O fim da linha vermelha de metro é próxima do início de Darband, um dos melhores lugares para o fim do dia em Teerão. Embalado nas montanhas no extremo norte da cidade, juntamente com Darakeh, é dos locais preferidos para a classe média fugir ao ruído e buliço da capital.
Proliferam as casas de chá e restaurantes. E vendedores de todo o tipo de sumos e guloseimas. Tudo – até o olhar – respira este ambiente ‘doce’, que também se espraia nas cores que animam a noite.
Impensável chegar aqui subindo a pé. O táxi demora apenas cinco sofregos minutos (certamente também a arfar) e compensa, apesar de exagerados cinco euros. Caminhar acabaria com o dia e energias. Mais de uma hora. A pique. Desnecessário.
Percorremos alguns dos trilhos destas colinas, onde proliferam ambientes agradáveis. Estas montanhas têm vários caminhos para estimulantes passeios.

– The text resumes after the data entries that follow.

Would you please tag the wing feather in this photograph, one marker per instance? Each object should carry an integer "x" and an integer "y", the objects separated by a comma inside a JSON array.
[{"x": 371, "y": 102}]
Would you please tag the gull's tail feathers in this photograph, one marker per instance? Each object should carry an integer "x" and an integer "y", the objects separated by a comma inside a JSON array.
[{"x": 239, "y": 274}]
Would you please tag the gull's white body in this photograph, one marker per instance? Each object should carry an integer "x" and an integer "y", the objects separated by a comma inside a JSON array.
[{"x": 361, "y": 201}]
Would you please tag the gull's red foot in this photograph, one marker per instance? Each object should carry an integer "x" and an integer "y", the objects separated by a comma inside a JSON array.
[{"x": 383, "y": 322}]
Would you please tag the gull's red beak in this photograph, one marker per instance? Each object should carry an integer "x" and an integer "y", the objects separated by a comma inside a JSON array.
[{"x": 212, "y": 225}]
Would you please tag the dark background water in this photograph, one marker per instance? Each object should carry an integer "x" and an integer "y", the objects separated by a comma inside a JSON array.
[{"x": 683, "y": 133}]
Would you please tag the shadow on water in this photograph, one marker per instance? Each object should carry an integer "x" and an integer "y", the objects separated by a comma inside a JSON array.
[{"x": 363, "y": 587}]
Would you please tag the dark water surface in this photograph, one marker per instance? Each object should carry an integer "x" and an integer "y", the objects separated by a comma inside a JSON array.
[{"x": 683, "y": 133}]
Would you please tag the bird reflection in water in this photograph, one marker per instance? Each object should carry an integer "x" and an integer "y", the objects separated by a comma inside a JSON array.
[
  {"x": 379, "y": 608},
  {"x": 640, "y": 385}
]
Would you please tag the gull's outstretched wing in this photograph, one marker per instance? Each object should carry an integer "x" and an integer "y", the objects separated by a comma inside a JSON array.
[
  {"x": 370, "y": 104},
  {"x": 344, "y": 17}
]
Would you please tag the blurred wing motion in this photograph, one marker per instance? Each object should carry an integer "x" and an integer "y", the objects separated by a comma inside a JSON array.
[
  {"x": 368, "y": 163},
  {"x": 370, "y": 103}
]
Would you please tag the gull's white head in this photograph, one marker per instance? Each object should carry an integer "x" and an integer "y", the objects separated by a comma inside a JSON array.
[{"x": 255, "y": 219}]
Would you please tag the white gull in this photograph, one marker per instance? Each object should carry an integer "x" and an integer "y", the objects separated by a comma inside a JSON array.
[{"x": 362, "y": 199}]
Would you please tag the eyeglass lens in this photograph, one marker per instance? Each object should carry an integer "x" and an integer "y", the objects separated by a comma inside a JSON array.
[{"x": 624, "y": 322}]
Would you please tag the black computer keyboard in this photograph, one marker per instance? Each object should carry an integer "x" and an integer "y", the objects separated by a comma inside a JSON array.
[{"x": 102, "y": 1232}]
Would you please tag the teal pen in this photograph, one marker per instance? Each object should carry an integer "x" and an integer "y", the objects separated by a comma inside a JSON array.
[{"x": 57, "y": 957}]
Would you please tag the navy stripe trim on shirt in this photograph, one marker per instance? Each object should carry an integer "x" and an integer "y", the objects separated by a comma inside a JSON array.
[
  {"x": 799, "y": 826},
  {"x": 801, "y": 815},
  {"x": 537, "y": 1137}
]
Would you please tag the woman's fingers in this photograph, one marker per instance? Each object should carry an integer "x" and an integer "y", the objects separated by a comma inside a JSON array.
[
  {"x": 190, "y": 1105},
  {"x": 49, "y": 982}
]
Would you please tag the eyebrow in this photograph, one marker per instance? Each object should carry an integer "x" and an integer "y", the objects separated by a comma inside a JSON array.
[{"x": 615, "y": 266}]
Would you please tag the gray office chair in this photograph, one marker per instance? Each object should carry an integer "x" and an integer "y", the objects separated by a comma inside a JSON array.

Adornados por cascatas e ribeiros, abraçados por vegetação constante. 
Atacamos o primeiro festim. Kebab, ahs, abgusht e afins fazem parte de luxuriante jantar, moda que vai pegar no grupo www.bornfreee.com e que será responsável por inúmeros desabafos, em formas de criativas penitencias contra esse suposto pecado, traduzido na gula. Que pode ser variada, como o comprova o experiente homem de grandes anéis a cortar ensanguentados rins, tripa e fígado para espetada que dispensaremos. Temos por vizinhas seis animadas mulheres de véu. Sozinhas. E outras duas, a violar as regras, fumando chicha. Também com o hijab.
Deixamo-nos estar, mão dada com o intemporal, no ambiente relaxado e social dos iranianos…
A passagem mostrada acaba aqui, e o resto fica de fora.